Oh, there’s a connection. Jarlsberg is the name of a herregård, originally named Sem, near Tønsberg. It’s the seat of one of Norway’s two grevskaper (or was so until the constitution of 1814 made away with the title). The racecourse is near the manor (and probably built on its land). The cheese is said to have been developed at the manor’s dairy by Swiss specialists. I have my doubts about that, and Wikipedia seems to support me. But still, since the cheese is named after the district and the district was named after the manor, and since the cheese was developed locally from Swiss models and the count probably brought Swiss-style dairy to the region, the relation is there.
I’ve rarely seen a Wikipedia article so full of [citation needed].
That’s interesting. It’s odd that the Jarlsbergers don’t make more of the name. They could have made the spaceship in the form of an enormous mouse eating a big blob of cheese. The holes could have been windows. I love Jarlsberg.
The largest producer of Jarlsberg today is the TINE BA factory… near Molde in western Norway
This just doesn’t work, in English.
I meant to write something like:
… since the modern cheese is named after an older cheese named after the district and the district was named after the manor, …
I’ve rarely seen a Wikipedia article so full of [citation needed].
Sloppy writing, it seems. The modern history is in the suggested “Further reading”.
I’ve recently read Dick Francis’s Slay Ride, which seems to happen in Norway. It is old, but has some interesting surmisals (?) about the Norwegian character some time ago; and horses as well. Do you know it?
You’re right about those judges :-) !
The man in the bowler should go to the races in BA and learn how to put on a stylish event.
I’m ordering Slay Ride, thanks for the tip, I’ve never read a Dick Francis.
I’d say he wants to look british…
Like a Soviet spy working at 10 Downing Street (he should have polished his shoes). If you go racing in England all the men wear these hats. The bowler man gets a gold rosette for effort, though.
jajaja, that’s exactly how he looks!
The gold rosette for him is fair enough, you’re right.
Is that Barney Curley a famous man?
(And thanks for the compliments to my clouds :-)
Those hats don’t fit! The judge’s hat looks a little too big for him, and Barney Curley’s hat looks too small, perched on the top of his long head. They badly need advice from our own Mr Hat.
I would think a top hat — or is that only for the Ascot?
Only for Ascot or The Derby (at Epsom).
I’d never heard of Barney Curley before I read that article. (He wins millions of pounds betting on horses and uses the money to educate children in Africa.) He looks a lot older than seventy and I agree that both of them need advice about their hat size. There’s a PG Wodehouse story about that, The Amazing Hat Mystery.
If you go racing in England all the men wear these hats.

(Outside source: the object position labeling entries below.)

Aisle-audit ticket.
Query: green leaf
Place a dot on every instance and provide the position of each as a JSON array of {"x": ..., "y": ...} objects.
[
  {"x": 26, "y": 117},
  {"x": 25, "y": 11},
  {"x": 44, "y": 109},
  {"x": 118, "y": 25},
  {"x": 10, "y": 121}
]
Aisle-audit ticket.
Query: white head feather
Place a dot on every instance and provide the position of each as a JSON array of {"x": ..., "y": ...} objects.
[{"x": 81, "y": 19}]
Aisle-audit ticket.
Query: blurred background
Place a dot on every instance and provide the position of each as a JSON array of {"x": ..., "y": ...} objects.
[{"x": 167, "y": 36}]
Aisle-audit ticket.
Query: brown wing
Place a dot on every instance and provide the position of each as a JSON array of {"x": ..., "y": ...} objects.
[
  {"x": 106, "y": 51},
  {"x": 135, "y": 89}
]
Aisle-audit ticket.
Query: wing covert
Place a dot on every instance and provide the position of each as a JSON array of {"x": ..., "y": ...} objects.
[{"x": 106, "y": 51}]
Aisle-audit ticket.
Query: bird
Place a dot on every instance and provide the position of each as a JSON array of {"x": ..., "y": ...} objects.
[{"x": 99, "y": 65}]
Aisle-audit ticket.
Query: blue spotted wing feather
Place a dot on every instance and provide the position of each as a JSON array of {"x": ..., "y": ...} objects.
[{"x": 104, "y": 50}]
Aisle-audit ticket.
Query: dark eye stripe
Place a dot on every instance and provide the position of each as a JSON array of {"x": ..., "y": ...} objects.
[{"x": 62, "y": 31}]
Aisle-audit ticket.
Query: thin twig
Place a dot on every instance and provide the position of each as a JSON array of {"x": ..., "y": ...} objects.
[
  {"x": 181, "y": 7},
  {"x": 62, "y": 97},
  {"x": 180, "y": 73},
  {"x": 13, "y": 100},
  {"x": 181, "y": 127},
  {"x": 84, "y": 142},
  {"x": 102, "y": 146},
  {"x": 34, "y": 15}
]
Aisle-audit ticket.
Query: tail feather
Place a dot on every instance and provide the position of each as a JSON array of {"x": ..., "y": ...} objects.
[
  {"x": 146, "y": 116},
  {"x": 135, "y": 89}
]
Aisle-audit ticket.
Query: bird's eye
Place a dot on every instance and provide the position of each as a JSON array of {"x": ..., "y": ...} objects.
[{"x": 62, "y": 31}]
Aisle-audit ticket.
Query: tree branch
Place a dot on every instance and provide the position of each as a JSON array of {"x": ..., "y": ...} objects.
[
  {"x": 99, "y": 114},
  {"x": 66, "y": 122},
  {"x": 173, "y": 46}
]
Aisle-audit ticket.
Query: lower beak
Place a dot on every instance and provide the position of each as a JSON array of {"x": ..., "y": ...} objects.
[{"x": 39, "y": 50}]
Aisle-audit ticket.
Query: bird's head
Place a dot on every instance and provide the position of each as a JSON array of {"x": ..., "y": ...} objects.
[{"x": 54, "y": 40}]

I have a Borsalino that looks almost exactly like that (narrower hatband, though — is anyone familiar with the saying “as tight as Dick’s hatband”?). But it fits better.
Much cooler with a narrower hatband, I’d say. Actually what they wear is a brown trilby hat. The only thing I can think of that’s comparable to the men in trilby hats at the races in Britain & Ireland would be the men in hats you see in a synagogue. It’s as if the ceremony wouldn’t work without the hats.